DUAL underwriting perspectives: Enhancing cyber readiness for unpredictable risks

As a Senior Cyber Underwriter at DUAL UK, with over 22 years of industry experience, I’ve witnessed first-hand how critical it is for organisations to prepare for ever-changing cyber risks. My career has taken me from Norwich to London, a stint in Boston, and Dubai, providing me with a diverse perspective on global cyber threats. In this article, I will share my insights on how businesses can enhance their preparedness and help mitigate risks.

Underwriting Approach

We all know that we are operating in a field that is constantly evolving. Cyber insurance is relatively new, and the threats we face are unknown, and can be volatile. Traditional security measures—like multi-factor authentication and regular backups—should now be the baseline, but businesses need to go further to protect themselves as hackers will continue to look for new vulnerabilities.

One of the most significant vulnerabilities I see is human error. Even with the best IT systems in place, individuals can inadvertently expose their organisations, i.e from phishing attacks. For instance, it is hard to spot if an ‘I’ (capital i) has been replaced with an ‘|’ (line symbol) which would reveal a fake email address. It is easy to assume it is the correct email address and click on the malicious link! Many companies assume they are protected by having basic security measures in place, but it is the combination of this, alongside comprehensive awareness training and ongoing education that is key.

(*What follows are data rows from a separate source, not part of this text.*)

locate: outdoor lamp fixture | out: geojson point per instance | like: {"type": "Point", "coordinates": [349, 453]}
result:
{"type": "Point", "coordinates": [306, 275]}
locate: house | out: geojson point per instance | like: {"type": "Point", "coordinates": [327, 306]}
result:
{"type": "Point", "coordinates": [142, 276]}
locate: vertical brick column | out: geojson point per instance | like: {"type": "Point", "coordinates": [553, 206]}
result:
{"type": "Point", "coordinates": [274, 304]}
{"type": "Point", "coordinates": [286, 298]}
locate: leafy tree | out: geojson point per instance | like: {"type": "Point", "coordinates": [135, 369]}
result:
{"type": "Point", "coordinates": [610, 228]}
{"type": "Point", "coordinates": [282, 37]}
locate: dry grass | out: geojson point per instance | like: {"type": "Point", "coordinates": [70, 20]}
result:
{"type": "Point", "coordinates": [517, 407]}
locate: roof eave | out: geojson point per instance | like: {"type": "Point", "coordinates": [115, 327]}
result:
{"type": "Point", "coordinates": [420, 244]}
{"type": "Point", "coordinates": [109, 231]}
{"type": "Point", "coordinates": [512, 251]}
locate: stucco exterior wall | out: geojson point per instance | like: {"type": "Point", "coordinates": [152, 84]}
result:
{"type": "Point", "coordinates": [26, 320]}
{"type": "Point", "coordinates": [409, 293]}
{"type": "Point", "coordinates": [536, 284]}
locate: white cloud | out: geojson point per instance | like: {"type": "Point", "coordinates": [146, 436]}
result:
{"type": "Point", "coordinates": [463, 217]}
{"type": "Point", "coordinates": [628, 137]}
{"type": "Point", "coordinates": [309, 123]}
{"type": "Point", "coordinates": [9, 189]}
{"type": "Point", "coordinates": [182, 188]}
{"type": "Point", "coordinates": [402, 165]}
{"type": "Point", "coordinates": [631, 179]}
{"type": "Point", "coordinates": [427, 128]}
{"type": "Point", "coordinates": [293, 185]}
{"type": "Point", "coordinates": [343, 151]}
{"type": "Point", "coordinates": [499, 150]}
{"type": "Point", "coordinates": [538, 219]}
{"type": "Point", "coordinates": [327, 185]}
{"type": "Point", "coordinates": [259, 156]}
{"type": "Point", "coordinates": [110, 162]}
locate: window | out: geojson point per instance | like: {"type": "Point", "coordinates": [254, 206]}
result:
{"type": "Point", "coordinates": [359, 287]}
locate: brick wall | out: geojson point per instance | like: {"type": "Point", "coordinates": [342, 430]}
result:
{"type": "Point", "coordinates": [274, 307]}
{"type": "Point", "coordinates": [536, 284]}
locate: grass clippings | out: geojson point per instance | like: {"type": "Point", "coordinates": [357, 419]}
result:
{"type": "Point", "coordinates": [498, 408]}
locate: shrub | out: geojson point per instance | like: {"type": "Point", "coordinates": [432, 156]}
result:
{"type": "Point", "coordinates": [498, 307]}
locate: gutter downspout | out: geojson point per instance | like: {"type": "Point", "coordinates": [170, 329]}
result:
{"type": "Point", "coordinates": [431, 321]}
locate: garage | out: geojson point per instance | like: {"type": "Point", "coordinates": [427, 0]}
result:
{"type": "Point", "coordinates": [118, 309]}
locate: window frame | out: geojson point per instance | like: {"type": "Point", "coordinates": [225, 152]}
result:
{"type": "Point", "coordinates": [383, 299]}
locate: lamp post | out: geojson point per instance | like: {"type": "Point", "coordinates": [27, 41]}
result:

At DUAL, we carry out various outside-in scans, as well as expanding on the questions in our proposal forms. Open-ended questions help us to better understand each business’s unique risks, going deeper than yes/no questions. I aim to capture the nuances of each organisation’s security posture, taking a tailored approach allows me to provide more relevant guidance and support to my clients.

Tips for staying prepared against cyber threats

Here is my take on steps a business can take to enhance their preparedness:

1. Continuous learning commitment: Businesses should try to stay updated on potential vulnerabilities and emerging threats. Educate employees about the risks associated with cyber threats. Regular training can help reduce the likelihood of human error leading to data and security breaches.

2. Brokers should ask questions: As we enter a softening market typically, brokers push for fewer questions, and insurers give in as we seek to retain renewal business and chase new. But this isn’t what we should be doing to make sure our insureds are best prepared for an incident. Questions aren’t there to hinder the purchase (or at least that isn’t the intent), but to help guide brokers and insureds on the problems we see.

3. Regularly review cybersecurity measures: I urge businesses to assess and strengthen their security posture regularly. Complacency after implementing basic measures can be dangerous. Continuous evaluation is essential.

4. Develop and test incident response plans: Have robust incident response and business continuity plans, which should clearly outline roles and responsibilities before, during and after a cyber incident, and be tested regularly. The better prepared you are, the more effectively you can respond.

Common misconceptions and red flags

Despite the growing awareness of cyber risks, I’ve found that many businesses still hold misconceptions about Cyber insurance. Some companies view insurance as a safety net, believing it absolves them from implementing robust security measures. I firmly believe that insurance should complement security efforts, not replace them.

Another common issue arises among small and medium-sized enterprises (SMEs), which often underestimate the importance of cybersecurity investments. The low cost of insurance might tempt them to skip critical security measures, but the potential losses from a cyber incident far outweigh these costs.

In my experience, a major red flag that suggests a company may be unprepared for a cyber incident is the absence of basic security measures. If a company isn’t taking cybersecurity seriously, they are leaving that door unlocked. This is why we shouldn’t be looking to reduce the questions asked in proposal forms, but make sure they are perhaps more appropriate - to a new buyer verses a renewal.

A proactive approach to cyber resilience

In conclusion, in my experience, emphasis is on the importance of a proactive and informed cybersecurity approach. The cyber threats landscape is continually shifting, that isn’t going to stop, and businesses must be prepared to adapt. By promoting a culture of continuous learning, regularly assessing security measures, and prioritising employee education, organisations can enhance their resilience against cyber threats.